Mungkin yang dibahas kali ini sedikit berbeda. Biasanya routing VLAN dilakukan menggunakan metode Router on a Stick dimana terdapat satu router dan satu trunk link untuk menghubungkan client-client di dalam VLAN yang berbeda. Atau dapat juga menggunakan Switch Layer 3 dimana VLAN yang berbeda dapat saling terhubung tanpa menggunakan router.
Tetapi kali ini topologinya adalah dimana kedua switch terhubung dengan satu router dengan dua trunk link. VLAN yang berada di kedua switch akan dapat terhubung satu sama lain melalui router tersebut. Jika topologi tersebut menggunakan metode Router on a Stick, maka hanya satu link yang hanya dapat dikonfigurasikan IP untuk virtual interface sebagai gateway. Jika kedua interface router di konfigurasikan virtual link dan IP gateway dengan blok yang sama maka tidak akan bisa karena akan dianggap duplikat.

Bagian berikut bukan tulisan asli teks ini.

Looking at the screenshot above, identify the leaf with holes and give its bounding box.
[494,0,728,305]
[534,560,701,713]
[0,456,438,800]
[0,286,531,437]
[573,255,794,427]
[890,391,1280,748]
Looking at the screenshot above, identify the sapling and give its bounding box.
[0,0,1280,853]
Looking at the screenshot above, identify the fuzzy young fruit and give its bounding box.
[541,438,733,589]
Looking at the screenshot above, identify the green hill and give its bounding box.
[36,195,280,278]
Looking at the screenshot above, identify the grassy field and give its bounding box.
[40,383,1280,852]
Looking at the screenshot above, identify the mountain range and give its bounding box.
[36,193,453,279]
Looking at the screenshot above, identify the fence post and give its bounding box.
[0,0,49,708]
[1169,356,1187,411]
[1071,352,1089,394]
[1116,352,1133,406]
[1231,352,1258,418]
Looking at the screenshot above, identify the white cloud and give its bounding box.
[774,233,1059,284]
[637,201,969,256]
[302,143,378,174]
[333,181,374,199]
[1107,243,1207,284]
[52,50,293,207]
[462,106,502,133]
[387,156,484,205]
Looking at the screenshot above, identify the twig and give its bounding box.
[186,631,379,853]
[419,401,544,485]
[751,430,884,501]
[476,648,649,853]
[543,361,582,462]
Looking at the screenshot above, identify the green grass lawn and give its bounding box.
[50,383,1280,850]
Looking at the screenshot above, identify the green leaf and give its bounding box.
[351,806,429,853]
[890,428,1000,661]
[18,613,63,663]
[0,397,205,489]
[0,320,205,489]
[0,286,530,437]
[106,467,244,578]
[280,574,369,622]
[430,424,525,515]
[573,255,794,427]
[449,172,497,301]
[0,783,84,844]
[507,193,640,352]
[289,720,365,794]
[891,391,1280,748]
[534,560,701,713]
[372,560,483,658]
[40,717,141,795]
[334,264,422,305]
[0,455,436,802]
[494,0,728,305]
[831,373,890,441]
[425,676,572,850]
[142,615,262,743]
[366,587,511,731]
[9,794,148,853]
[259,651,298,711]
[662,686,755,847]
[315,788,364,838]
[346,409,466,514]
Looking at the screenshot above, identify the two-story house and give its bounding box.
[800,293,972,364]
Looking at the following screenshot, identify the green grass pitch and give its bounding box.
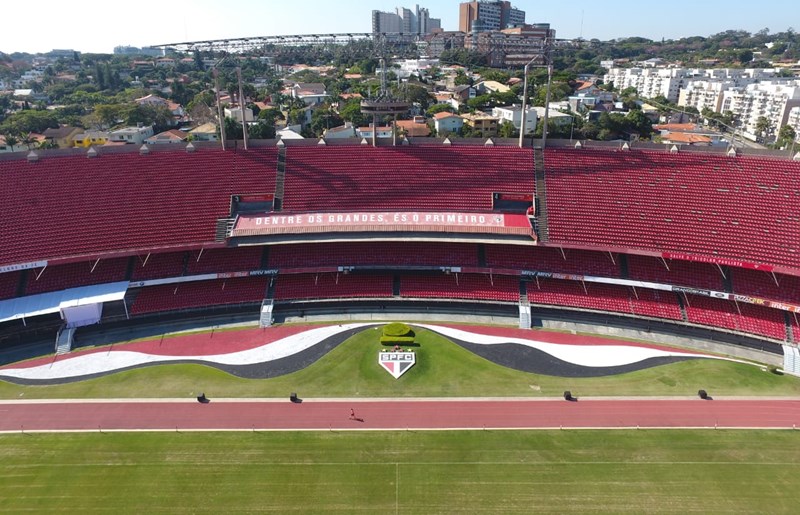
[0,430,800,514]
[0,329,800,399]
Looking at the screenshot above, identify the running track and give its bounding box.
[0,399,800,432]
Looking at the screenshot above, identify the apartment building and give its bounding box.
[721,80,800,140]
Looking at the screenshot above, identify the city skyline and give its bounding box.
[0,0,794,53]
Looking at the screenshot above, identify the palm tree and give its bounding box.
[20,132,39,150]
[6,134,19,152]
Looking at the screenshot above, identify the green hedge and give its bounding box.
[383,322,414,338]
[381,336,414,345]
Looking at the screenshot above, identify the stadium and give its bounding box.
[0,138,800,512]
[0,140,800,355]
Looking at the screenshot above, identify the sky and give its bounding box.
[0,0,800,53]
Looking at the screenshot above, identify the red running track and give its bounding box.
[0,399,800,432]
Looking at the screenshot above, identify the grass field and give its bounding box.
[0,329,800,399]
[0,430,800,514]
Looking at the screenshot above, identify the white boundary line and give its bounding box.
[0,426,797,434]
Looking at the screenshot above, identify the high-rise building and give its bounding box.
[372,5,442,34]
[458,0,525,32]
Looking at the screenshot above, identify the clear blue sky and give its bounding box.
[0,0,800,53]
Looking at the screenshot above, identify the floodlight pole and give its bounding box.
[236,66,247,150]
[542,64,553,149]
[214,67,225,150]
[519,57,536,148]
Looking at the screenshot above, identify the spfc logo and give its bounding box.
[378,352,417,379]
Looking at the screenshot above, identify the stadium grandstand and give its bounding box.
[0,139,800,360]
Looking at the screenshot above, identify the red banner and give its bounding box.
[233,211,530,236]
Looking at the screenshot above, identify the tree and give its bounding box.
[225,118,244,140]
[756,116,772,140]
[339,100,367,127]
[776,125,797,146]
[497,120,519,138]
[20,132,39,150]
[406,84,431,109]
[453,70,472,86]
[6,133,19,152]
[425,104,454,116]
[311,108,344,136]
[247,122,275,139]
[737,50,753,64]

Maka untuk membuat VLAN yang berbeda dapat terhubung satu sama lain seperti topologi di atas adalah melakukan bridge untuk masing-masing virtual interface VLAN. Simulasi ini tidak dapat dilakukan pada packet tracer, karena tidak tersedia fitur bridge pada packet tracer. Pembaca dapat menggunakan
Konfigurasi
- Pertama, lakukan setup VLAN pada semua switch yaitu VLAN 10 dan VLAN 20.
- Kemudian lakukan konfigurasi access port untuk masing-masing PC sesuai dengan VLAN nya.
- Konfigurasikan port trunk pada kedua switch.
- Konfigurasikan virtual interface pada router, dimana masing-masing port memiliki 2 virtual interface untuk 2 VLAN.
- Kemudian konfigurasikan bridge untuk virtual interface tersebut.
Konfigurasi Inter VLAN Bridge
R1(config)# bridge irb
R1(config)# bridge 1 protocol ieee
R1(config)# bridge 1 routing ip
R1(config)# bridge 2 protocol ieee
R1(config)# bridge 2 routing ip
R1(config)# int fa1/0.10
R1(config-subif)# bridge-group 1
R1(config)# int fa1/0.20
R1(config-subif)# bridge-group 2
R1(config)# int fa2/0.10
R1(config-subif)# bridge-group 1
R1(config)# int fa2/0.20
R1(config-subif)# bridge-group 2
Konfigurasi di atas menggunakan bridge irb, dimana bridge group yang berbeda akan dapat saling terhubung. Masing-masing virtual interface untuk masing-masing VLAN akan masuk dalam 1 bridge group.
Kemudian lakukan tes koneksi antara client di VLAN 10 dan VLAN 20.
kalo 1 switch 2 source (redundant) bisa?
Maksudnya switch nya stacking?
izin tanya mas, selain fitur bridge yg tidak ada di cisco packet tracer apa lagi ya mas?
sama untuk konfigurasi nat di cisco itu bagaimana ya mas?
terimakasih
Hi Dicko,
Untuk fitur yang tidak ada di cisco, bisa dicari atau explore sendiri ya. Karena mungkin banyak keterbatasan dan berbeda dengan simulator lain. Bisa dicoba untuk simulasi menggunakan tools lain selain packet tracer.